I interviewed the only writer—living, dead, or likely ever to be born—who has been favorably compared to Norman Mailer and Roseanne Barr. Laura Kipnis is a professor emerita of film and journalism at Northwestern who survived a ridiculous disciplinary hearing when graduate students (not in her class!) filed a Title IX complaint charging they felt unsafe after she published an essay in The Chronicle of Higher Education about "sexual paranoia" on campuses (she wrote about that in 2017's Unwanted Advances).
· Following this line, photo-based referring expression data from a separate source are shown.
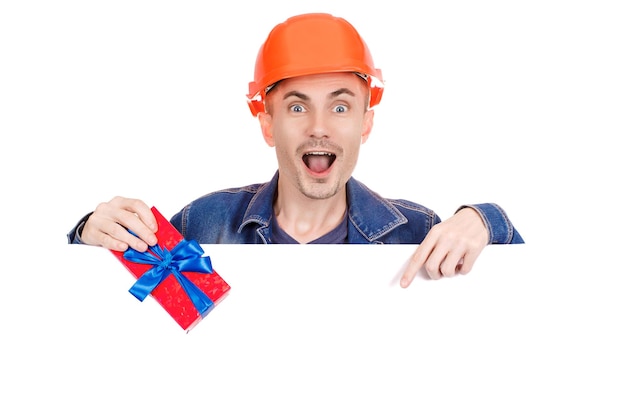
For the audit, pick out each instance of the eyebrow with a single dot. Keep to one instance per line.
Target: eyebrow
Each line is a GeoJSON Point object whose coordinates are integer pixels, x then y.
{"type": "Point", "coordinates": [304, 97]}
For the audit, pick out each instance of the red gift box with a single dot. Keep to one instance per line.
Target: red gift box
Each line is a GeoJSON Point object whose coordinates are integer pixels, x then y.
{"type": "Point", "coordinates": [169, 293]}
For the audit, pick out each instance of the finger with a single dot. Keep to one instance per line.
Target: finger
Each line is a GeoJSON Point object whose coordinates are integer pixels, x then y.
{"type": "Point", "coordinates": [415, 264]}
{"type": "Point", "coordinates": [136, 207]}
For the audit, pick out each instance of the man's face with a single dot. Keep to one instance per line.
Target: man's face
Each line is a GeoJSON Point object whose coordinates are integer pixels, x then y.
{"type": "Point", "coordinates": [317, 124]}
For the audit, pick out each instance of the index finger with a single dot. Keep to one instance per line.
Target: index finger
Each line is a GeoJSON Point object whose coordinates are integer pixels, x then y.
{"type": "Point", "coordinates": [416, 262]}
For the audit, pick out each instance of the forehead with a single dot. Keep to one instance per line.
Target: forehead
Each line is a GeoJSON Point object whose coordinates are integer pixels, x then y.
{"type": "Point", "coordinates": [324, 83]}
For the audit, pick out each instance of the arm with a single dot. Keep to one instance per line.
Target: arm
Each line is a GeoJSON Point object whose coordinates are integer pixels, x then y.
{"type": "Point", "coordinates": [108, 226]}
{"type": "Point", "coordinates": [452, 247]}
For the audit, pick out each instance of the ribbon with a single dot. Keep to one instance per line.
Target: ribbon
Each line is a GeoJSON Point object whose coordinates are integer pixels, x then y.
{"type": "Point", "coordinates": [186, 256]}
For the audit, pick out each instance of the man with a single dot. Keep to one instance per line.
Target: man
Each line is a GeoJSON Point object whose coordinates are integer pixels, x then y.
{"type": "Point", "coordinates": [314, 89]}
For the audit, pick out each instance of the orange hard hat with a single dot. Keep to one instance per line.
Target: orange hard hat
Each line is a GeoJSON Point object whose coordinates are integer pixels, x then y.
{"type": "Point", "coordinates": [313, 43]}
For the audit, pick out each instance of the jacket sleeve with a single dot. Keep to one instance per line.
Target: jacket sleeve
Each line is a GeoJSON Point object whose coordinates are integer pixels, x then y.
{"type": "Point", "coordinates": [501, 230]}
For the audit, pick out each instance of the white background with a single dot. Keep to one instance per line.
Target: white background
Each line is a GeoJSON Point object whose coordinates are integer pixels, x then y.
{"type": "Point", "coordinates": [516, 103]}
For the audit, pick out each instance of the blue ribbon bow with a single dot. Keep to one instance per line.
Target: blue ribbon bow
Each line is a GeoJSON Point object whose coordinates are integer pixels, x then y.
{"type": "Point", "coordinates": [186, 256]}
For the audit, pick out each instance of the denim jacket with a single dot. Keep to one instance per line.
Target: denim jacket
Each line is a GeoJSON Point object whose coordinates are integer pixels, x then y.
{"type": "Point", "coordinates": [243, 215]}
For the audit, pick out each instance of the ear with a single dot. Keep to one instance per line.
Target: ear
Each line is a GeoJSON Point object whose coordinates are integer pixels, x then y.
{"type": "Point", "coordinates": [265, 120]}
{"type": "Point", "coordinates": [368, 124]}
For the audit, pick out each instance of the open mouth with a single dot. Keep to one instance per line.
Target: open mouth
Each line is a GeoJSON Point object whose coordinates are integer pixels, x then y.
{"type": "Point", "coordinates": [318, 162]}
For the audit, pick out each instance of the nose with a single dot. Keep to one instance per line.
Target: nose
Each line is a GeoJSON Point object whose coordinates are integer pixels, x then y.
{"type": "Point", "coordinates": [318, 126]}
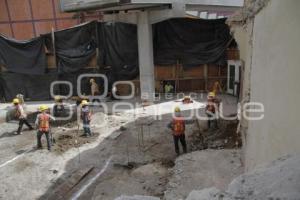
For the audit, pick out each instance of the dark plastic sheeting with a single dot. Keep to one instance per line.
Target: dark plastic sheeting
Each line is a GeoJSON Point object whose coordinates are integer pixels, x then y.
{"type": "Point", "coordinates": [191, 41]}
{"type": "Point", "coordinates": [26, 57]}
{"type": "Point", "coordinates": [34, 87]}
{"type": "Point", "coordinates": [118, 48]}
{"type": "Point", "coordinates": [74, 47]}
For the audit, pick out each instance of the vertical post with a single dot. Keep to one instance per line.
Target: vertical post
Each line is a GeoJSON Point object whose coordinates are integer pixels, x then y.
{"type": "Point", "coordinates": [146, 63]}
{"type": "Point", "coordinates": [206, 76]}
{"type": "Point", "coordinates": [53, 44]}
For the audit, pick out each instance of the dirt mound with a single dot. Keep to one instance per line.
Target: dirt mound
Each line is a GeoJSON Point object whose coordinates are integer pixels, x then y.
{"type": "Point", "coordinates": [202, 169]}
{"type": "Point", "coordinates": [65, 140]}
{"type": "Point", "coordinates": [278, 180]}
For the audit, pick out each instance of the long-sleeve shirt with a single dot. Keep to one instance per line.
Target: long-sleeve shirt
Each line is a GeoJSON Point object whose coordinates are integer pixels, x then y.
{"type": "Point", "coordinates": [37, 121]}
{"type": "Point", "coordinates": [94, 89]}
{"type": "Point", "coordinates": [20, 113]}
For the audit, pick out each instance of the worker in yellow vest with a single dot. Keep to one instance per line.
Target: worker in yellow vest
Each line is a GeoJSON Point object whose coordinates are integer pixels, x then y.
{"type": "Point", "coordinates": [177, 125]}
{"type": "Point", "coordinates": [86, 118]}
{"type": "Point", "coordinates": [43, 125]}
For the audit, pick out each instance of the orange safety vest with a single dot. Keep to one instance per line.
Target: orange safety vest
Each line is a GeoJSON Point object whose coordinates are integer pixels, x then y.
{"type": "Point", "coordinates": [18, 113]}
{"type": "Point", "coordinates": [44, 123]}
{"type": "Point", "coordinates": [178, 126]}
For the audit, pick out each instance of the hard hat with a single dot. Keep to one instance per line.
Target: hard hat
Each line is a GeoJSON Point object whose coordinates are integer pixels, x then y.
{"type": "Point", "coordinates": [16, 101]}
{"type": "Point", "coordinates": [177, 109]}
{"type": "Point", "coordinates": [43, 108]}
{"type": "Point", "coordinates": [211, 94]}
{"type": "Point", "coordinates": [57, 98]}
{"type": "Point", "coordinates": [84, 102]}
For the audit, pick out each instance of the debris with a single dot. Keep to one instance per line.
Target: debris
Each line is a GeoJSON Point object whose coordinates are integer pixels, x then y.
{"type": "Point", "coordinates": [77, 176]}
{"type": "Point", "coordinates": [122, 128]}
{"type": "Point", "coordinates": [137, 197]}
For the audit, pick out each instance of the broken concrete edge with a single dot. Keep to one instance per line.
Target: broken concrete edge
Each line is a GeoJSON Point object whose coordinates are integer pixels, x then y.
{"type": "Point", "coordinates": [273, 180]}
{"type": "Point", "coordinates": [247, 13]}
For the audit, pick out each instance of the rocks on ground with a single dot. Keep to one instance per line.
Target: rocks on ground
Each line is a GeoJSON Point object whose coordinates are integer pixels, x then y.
{"type": "Point", "coordinates": [278, 180]}
{"type": "Point", "coordinates": [202, 169]}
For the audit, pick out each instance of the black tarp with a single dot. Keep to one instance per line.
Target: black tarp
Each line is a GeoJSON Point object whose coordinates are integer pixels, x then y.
{"type": "Point", "coordinates": [72, 78]}
{"type": "Point", "coordinates": [191, 41]}
{"type": "Point", "coordinates": [26, 57]}
{"type": "Point", "coordinates": [74, 47]}
{"type": "Point", "coordinates": [33, 87]}
{"type": "Point", "coordinates": [118, 49]}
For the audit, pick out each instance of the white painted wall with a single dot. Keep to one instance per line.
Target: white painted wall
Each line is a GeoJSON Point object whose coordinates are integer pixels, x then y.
{"type": "Point", "coordinates": [275, 82]}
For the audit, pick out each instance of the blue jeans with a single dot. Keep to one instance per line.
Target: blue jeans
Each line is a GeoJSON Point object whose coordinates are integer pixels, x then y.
{"type": "Point", "coordinates": [87, 129]}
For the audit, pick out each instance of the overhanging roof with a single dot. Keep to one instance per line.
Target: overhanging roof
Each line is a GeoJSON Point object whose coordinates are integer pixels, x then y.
{"type": "Point", "coordinates": [119, 5]}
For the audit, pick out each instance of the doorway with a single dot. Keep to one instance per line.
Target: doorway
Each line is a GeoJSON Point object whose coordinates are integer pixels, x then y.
{"type": "Point", "coordinates": [234, 74]}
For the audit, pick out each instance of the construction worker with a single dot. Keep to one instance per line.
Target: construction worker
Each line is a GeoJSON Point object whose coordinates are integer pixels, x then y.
{"type": "Point", "coordinates": [42, 123]}
{"type": "Point", "coordinates": [177, 125]}
{"type": "Point", "coordinates": [94, 89]}
{"type": "Point", "coordinates": [21, 98]}
{"type": "Point", "coordinates": [58, 108]}
{"type": "Point", "coordinates": [86, 118]}
{"type": "Point", "coordinates": [169, 88]}
{"type": "Point", "coordinates": [211, 108]}
{"type": "Point", "coordinates": [187, 100]}
{"type": "Point", "coordinates": [21, 116]}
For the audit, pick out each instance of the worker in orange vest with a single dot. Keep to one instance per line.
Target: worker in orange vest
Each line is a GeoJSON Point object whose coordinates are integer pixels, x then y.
{"type": "Point", "coordinates": [86, 118]}
{"type": "Point", "coordinates": [177, 125]}
{"type": "Point", "coordinates": [211, 108]}
{"type": "Point", "coordinates": [21, 115]}
{"type": "Point", "coordinates": [42, 122]}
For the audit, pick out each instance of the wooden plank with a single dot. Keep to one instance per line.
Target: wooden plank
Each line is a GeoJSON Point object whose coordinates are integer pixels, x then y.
{"type": "Point", "coordinates": [195, 72]}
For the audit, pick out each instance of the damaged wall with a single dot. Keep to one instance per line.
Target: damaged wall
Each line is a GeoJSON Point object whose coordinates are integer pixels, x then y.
{"type": "Point", "coordinates": [274, 69]}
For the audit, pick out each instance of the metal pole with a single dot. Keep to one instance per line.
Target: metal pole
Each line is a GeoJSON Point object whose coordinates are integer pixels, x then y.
{"type": "Point", "coordinates": [53, 44]}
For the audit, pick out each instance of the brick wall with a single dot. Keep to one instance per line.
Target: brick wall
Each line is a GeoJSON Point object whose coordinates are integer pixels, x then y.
{"type": "Point", "coordinates": [25, 19]}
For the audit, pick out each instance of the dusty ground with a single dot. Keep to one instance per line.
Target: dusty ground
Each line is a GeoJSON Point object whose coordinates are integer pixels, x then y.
{"type": "Point", "coordinates": [124, 162]}
{"type": "Point", "coordinates": [278, 180]}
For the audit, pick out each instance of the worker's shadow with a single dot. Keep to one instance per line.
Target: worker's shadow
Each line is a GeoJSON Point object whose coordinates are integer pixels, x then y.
{"type": "Point", "coordinates": [8, 134]}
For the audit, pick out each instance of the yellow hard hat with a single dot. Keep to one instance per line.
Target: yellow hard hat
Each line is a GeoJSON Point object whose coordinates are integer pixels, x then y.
{"type": "Point", "coordinates": [177, 109]}
{"type": "Point", "coordinates": [84, 102]}
{"type": "Point", "coordinates": [211, 94]}
{"type": "Point", "coordinates": [57, 98]}
{"type": "Point", "coordinates": [43, 108]}
{"type": "Point", "coordinates": [16, 101]}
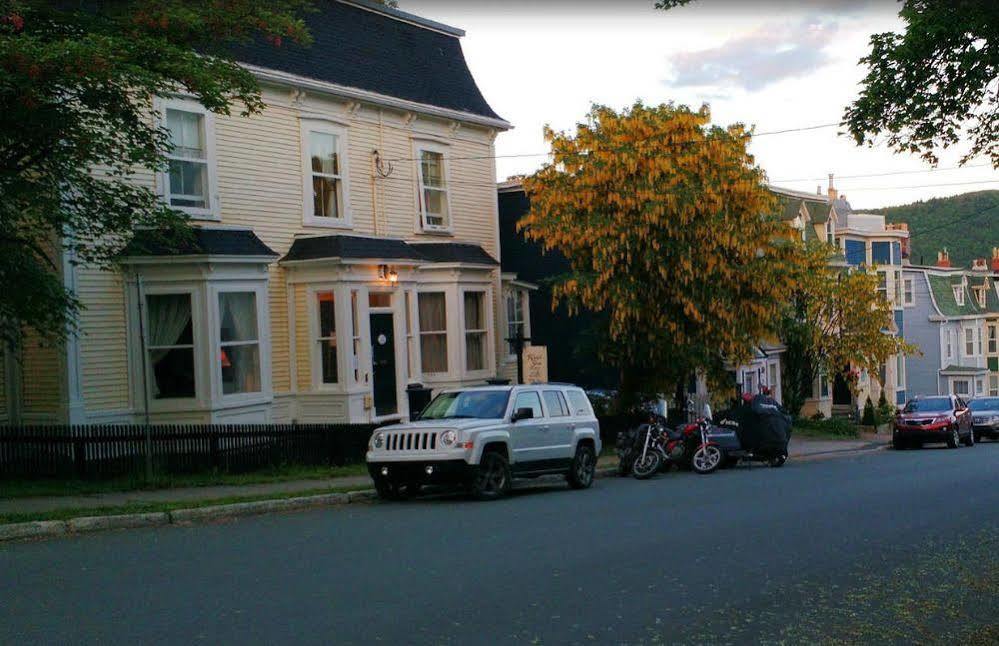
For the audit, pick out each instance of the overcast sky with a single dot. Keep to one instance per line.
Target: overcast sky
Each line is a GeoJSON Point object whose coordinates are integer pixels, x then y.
{"type": "Point", "coordinates": [775, 65]}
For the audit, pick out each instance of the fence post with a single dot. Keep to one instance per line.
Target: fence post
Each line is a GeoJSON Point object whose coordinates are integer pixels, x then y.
{"type": "Point", "coordinates": [79, 457]}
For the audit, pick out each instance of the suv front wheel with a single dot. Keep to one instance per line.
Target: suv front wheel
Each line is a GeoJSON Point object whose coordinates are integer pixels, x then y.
{"type": "Point", "coordinates": [584, 466]}
{"type": "Point", "coordinates": [492, 480]}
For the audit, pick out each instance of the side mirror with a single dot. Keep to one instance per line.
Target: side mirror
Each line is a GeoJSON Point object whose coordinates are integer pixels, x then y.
{"type": "Point", "coordinates": [522, 413]}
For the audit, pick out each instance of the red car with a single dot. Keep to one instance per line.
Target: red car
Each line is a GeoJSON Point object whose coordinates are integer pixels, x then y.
{"type": "Point", "coordinates": [933, 419]}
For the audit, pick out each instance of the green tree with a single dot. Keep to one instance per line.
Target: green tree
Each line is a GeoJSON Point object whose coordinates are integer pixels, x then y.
{"type": "Point", "coordinates": [933, 85]}
{"type": "Point", "coordinates": [659, 216]}
{"type": "Point", "coordinates": [77, 83]}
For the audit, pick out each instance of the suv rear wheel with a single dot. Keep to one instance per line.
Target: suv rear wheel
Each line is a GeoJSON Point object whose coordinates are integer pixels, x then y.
{"type": "Point", "coordinates": [584, 466]}
{"type": "Point", "coordinates": [492, 480]}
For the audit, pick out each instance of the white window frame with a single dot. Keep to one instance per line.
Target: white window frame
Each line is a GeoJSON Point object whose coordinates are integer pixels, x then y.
{"type": "Point", "coordinates": [521, 295]}
{"type": "Point", "coordinates": [419, 146]}
{"type": "Point", "coordinates": [908, 292]}
{"type": "Point", "coordinates": [211, 212]}
{"type": "Point", "coordinates": [263, 341]}
{"type": "Point", "coordinates": [314, 338]}
{"type": "Point", "coordinates": [486, 318]}
{"type": "Point", "coordinates": [309, 218]}
{"type": "Point", "coordinates": [421, 332]}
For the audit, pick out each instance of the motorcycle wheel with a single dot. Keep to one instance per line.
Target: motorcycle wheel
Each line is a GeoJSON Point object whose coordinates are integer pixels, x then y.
{"type": "Point", "coordinates": [645, 467]}
{"type": "Point", "coordinates": [707, 459]}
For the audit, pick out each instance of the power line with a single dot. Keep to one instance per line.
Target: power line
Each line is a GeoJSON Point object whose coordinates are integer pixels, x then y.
{"type": "Point", "coordinates": [901, 172]}
{"type": "Point", "coordinates": [748, 135]}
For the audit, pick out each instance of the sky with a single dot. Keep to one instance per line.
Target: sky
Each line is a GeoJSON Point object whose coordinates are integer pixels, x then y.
{"type": "Point", "coordinates": [769, 64]}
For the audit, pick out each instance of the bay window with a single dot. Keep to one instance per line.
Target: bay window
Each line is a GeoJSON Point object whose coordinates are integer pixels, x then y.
{"type": "Point", "coordinates": [239, 343]}
{"type": "Point", "coordinates": [325, 172]}
{"type": "Point", "coordinates": [475, 331]}
{"type": "Point", "coordinates": [433, 332]}
{"type": "Point", "coordinates": [433, 190]}
{"type": "Point", "coordinates": [326, 338]}
{"type": "Point", "coordinates": [170, 347]}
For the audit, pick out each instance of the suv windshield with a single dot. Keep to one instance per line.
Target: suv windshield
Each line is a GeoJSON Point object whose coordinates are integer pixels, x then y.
{"type": "Point", "coordinates": [477, 404]}
{"type": "Point", "coordinates": [935, 405]}
{"type": "Point", "coordinates": [992, 403]}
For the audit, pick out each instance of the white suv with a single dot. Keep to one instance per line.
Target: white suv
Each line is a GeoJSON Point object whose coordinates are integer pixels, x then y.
{"type": "Point", "coordinates": [486, 436]}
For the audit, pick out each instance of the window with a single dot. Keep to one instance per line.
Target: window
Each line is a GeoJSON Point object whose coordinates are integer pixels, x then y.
{"type": "Point", "coordinates": [514, 319]}
{"type": "Point", "coordinates": [433, 332]}
{"type": "Point", "coordinates": [908, 292]}
{"type": "Point", "coordinates": [475, 331]}
{"type": "Point", "coordinates": [239, 351]}
{"type": "Point", "coordinates": [555, 403]}
{"type": "Point", "coordinates": [187, 181]}
{"type": "Point", "coordinates": [326, 338]}
{"type": "Point", "coordinates": [433, 196]}
{"type": "Point", "coordinates": [530, 400]}
{"type": "Point", "coordinates": [325, 187]}
{"type": "Point", "coordinates": [580, 403]}
{"type": "Point", "coordinates": [171, 345]}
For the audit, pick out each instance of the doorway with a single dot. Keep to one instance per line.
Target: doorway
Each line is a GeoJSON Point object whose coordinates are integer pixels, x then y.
{"type": "Point", "coordinates": [383, 364]}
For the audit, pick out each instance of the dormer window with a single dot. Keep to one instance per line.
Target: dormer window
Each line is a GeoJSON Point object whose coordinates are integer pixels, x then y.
{"type": "Point", "coordinates": [434, 199]}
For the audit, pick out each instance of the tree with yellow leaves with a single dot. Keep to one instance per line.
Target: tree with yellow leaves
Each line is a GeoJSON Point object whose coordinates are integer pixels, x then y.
{"type": "Point", "coordinates": [836, 322]}
{"type": "Point", "coordinates": [664, 220]}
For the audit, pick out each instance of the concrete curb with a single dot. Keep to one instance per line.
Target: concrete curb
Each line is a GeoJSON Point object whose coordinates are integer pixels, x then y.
{"type": "Point", "coordinates": [88, 524]}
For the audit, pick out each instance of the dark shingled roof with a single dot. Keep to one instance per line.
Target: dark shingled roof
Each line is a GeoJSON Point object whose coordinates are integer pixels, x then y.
{"type": "Point", "coordinates": [454, 252]}
{"type": "Point", "coordinates": [337, 246]}
{"type": "Point", "coordinates": [362, 248]}
{"type": "Point", "coordinates": [369, 50]}
{"type": "Point", "coordinates": [201, 242]}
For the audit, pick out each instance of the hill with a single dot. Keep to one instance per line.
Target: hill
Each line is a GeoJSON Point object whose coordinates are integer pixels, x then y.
{"type": "Point", "coordinates": [957, 223]}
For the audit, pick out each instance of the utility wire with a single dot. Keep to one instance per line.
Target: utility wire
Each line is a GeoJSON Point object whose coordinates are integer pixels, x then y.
{"type": "Point", "coordinates": [747, 135]}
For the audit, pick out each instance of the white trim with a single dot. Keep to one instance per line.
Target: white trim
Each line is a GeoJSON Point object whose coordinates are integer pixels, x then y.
{"type": "Point", "coordinates": [284, 78]}
{"type": "Point", "coordinates": [340, 132]}
{"type": "Point", "coordinates": [419, 147]}
{"type": "Point", "coordinates": [211, 212]}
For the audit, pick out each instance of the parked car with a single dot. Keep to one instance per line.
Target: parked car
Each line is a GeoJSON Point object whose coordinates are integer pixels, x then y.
{"type": "Point", "coordinates": [944, 418]}
{"type": "Point", "coordinates": [985, 417]}
{"type": "Point", "coordinates": [483, 437]}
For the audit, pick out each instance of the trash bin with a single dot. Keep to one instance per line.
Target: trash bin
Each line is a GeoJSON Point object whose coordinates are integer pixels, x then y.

Her new book, Love in the Time of Contagion: A Diagnosis, explores the effects of COVID-19 on personal relationships in a wide variety of settings. How will it change our ideas of romance, commitment, and sexuality? How has it intensified already boiling generational resentments among boomers, Gen Xers, millennials, and Gen Zers? Why exactly did we let governments structure all aspects of our lives, even the most intimate ones, for so long?

We talk about how the "sexual paranoia" she once saw largely confined to universities has escaped the college campus and now infiltrates workplaces. How do the widely acknowledged repulsive physical appearances of bad actors like Harvey Weinstein, former President Donald Trump, and Jeffrey Toobin condition our reactions to their behaviors, which range from criminal to merely disgusting? Why has intergenerational desire been demonized even when people acting on it speak out in its defense? And why has the blossoming and acceptance of a seemingly infinite number of gender identities and sexual orientations not brought the liberation that was promised?

This is a rollicking, rich, and ribald conversation that goes to the heart of human relationships in a post-COVID world.